The move has huge significance. Mr Bacon is the highest profile figure in the industry to admit, albeit tacitly, that with hedge funds, it is not merely a question of being too big to fail, but also too big to succeed.
And although it is not the first time Mr Bacon has handed back cash, it is certainly the most notable. The hedge fund industry is no longer an innovative, entrepreneurial backwater of finance. Hedge funds now manage more than $2tn of money – most of it from pension funds.
By giving back $2bn, as some have noted, Mr Bacon is also giving back a guaranteed $60m in annual fees, at least, for his firm.
Little matter, perhaps, for a man whose estimated fortune stands comfortably over $1.5bn.
And in any case, as with many hedge fund managers, money is not necessarily his only motivation.
Moore Capital began life in 1987 as Remington Trading Partners, founded by Mr Bacon, a graduate in literature from Middlebury College in Vermont, after a half-decade stint trading futures on Wall Street.
In 1989, the firm was rebranded under its current designation – Mr Bacon’s middle name and that of his maternal family.
Mr Bacon, who is described as unshowy and down-to-earth by many peers, is certainly conscious of his ancestry.

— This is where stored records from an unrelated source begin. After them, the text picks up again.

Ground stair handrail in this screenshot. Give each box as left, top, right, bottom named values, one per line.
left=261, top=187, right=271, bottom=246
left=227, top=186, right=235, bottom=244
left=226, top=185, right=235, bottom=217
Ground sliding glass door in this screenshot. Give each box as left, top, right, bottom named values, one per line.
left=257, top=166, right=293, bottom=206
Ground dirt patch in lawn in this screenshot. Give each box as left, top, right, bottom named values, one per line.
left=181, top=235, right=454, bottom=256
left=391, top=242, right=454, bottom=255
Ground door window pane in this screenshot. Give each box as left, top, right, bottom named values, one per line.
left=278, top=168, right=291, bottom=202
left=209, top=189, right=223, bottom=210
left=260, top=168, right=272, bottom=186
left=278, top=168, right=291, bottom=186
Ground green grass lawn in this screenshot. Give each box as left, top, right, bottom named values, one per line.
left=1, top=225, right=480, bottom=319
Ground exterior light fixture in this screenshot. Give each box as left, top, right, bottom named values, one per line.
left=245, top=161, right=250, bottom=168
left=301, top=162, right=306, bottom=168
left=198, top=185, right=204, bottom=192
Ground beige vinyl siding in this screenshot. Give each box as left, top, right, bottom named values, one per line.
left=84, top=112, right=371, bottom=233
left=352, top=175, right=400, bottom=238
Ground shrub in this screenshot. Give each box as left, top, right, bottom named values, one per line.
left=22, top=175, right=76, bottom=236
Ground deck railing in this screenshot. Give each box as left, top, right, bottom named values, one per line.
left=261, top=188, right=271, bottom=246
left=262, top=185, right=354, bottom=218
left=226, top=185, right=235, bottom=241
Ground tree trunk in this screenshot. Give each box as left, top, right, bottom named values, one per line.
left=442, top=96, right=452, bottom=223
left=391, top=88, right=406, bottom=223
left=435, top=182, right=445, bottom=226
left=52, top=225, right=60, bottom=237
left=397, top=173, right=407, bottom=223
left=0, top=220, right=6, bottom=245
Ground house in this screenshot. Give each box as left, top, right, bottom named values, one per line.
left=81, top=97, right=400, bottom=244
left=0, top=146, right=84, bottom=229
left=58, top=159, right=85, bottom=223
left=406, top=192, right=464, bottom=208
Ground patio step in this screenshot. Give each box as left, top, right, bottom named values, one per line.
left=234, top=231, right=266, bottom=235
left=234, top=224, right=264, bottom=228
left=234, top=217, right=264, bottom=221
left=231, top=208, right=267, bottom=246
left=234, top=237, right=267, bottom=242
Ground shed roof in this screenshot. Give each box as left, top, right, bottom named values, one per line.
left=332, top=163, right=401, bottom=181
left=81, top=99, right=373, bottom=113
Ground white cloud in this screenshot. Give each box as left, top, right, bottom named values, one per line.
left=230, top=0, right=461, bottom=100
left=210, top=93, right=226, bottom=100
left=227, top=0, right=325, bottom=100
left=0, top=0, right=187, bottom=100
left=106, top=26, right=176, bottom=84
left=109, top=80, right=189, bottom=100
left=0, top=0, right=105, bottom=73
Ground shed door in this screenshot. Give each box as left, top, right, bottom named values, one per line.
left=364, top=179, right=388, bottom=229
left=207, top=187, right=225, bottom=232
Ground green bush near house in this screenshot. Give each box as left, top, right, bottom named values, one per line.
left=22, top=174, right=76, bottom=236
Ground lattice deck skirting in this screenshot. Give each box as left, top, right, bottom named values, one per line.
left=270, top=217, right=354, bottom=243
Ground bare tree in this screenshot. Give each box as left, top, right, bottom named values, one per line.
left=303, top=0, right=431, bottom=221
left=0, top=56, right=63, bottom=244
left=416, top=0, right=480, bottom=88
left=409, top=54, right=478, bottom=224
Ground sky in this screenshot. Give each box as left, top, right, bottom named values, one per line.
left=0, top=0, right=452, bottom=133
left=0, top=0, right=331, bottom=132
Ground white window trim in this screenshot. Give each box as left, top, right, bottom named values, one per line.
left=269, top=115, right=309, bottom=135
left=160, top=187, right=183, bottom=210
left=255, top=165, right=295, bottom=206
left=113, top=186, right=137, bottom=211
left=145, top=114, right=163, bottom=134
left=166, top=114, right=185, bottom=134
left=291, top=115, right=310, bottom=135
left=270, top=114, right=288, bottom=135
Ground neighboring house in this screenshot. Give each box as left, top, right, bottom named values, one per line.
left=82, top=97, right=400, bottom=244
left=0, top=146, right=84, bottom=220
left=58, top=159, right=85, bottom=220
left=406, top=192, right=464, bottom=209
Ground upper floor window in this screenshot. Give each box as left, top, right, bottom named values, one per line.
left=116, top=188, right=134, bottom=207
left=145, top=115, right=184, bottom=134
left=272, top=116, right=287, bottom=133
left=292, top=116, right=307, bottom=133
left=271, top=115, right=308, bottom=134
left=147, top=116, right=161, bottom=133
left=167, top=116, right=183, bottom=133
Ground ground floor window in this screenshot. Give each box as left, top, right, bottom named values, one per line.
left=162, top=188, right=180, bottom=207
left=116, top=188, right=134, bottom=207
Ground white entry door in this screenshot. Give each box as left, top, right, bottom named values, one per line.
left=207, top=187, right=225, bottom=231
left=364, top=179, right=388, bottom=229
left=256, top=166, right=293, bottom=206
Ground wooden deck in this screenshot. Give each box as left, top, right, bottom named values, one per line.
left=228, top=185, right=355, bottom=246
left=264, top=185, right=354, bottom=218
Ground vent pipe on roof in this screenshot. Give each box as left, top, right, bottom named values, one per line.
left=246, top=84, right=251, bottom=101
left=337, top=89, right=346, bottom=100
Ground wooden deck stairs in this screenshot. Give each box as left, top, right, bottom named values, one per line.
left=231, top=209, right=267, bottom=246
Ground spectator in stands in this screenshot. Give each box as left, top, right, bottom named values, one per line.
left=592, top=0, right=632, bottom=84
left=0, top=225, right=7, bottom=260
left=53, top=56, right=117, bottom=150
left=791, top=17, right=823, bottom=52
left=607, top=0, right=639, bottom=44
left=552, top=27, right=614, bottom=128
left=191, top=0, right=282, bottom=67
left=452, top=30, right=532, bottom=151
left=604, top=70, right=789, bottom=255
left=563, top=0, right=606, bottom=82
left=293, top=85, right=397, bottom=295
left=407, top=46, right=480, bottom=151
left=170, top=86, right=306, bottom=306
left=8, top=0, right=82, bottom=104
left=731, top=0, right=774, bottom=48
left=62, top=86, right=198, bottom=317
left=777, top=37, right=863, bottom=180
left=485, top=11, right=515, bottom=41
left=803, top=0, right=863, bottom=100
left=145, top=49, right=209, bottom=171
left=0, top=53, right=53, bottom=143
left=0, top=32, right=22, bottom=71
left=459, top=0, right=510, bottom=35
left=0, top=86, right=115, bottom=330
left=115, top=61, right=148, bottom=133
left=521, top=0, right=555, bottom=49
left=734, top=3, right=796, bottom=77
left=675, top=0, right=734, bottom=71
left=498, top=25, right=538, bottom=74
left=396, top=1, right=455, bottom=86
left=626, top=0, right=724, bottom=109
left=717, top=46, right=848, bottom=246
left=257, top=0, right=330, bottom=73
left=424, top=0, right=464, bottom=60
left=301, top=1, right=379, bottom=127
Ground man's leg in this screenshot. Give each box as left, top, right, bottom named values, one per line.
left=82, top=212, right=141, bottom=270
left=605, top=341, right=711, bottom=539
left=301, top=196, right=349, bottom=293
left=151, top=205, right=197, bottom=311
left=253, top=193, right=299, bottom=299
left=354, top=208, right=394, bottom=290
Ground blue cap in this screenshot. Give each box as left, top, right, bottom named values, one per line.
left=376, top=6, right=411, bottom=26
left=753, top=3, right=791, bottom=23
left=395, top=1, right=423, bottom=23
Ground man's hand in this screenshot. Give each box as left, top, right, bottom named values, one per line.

Moore Global Investments, the firm’s maiden fund, was started with $25,000 of family money and in 2010, Mr Bacon bought back the historic family ranch: 8,500 acres of land in North Carolina, once owned by a distant relative.
Mr Bacon is in the process of returning the ranch to its antebellum-era glory as a rice plantation.
An anglophile, much of Mr Bacon’s time is spent in London, where Moore runs a large part of its operations. The firm’s UK arm emerged as a big donor to the Conservative party before the last election. To say Mr Bacon was a resident of any single city, would of course, be the kind of mistake made only by financial mortals.
Commensurate with his standing in the international hedge fund fraternity, Mr Bacon has homes and offices the world over. Apart from his plantation, Mr Bacon owns an island near the Hamptons, a palatial penthouse in New York and an estate in the Bahamas – understood to be for sale after a long-running feud with neighbouring fashion executive Peter Nygard. There was also a dead man discovered in the Bahamas estate’s jacuzzi in 2010.
With all the trappings of extreme financial success already secured, one big question of Mr Bacon remains: for how long will he go on managing money?
Some are tempted to see this latest return of cash to investors as the beginning of the end. And with a flurry of new regulations concerning hedge funds and trading around the world, life would certainly be easier for Mr Bacon if it was.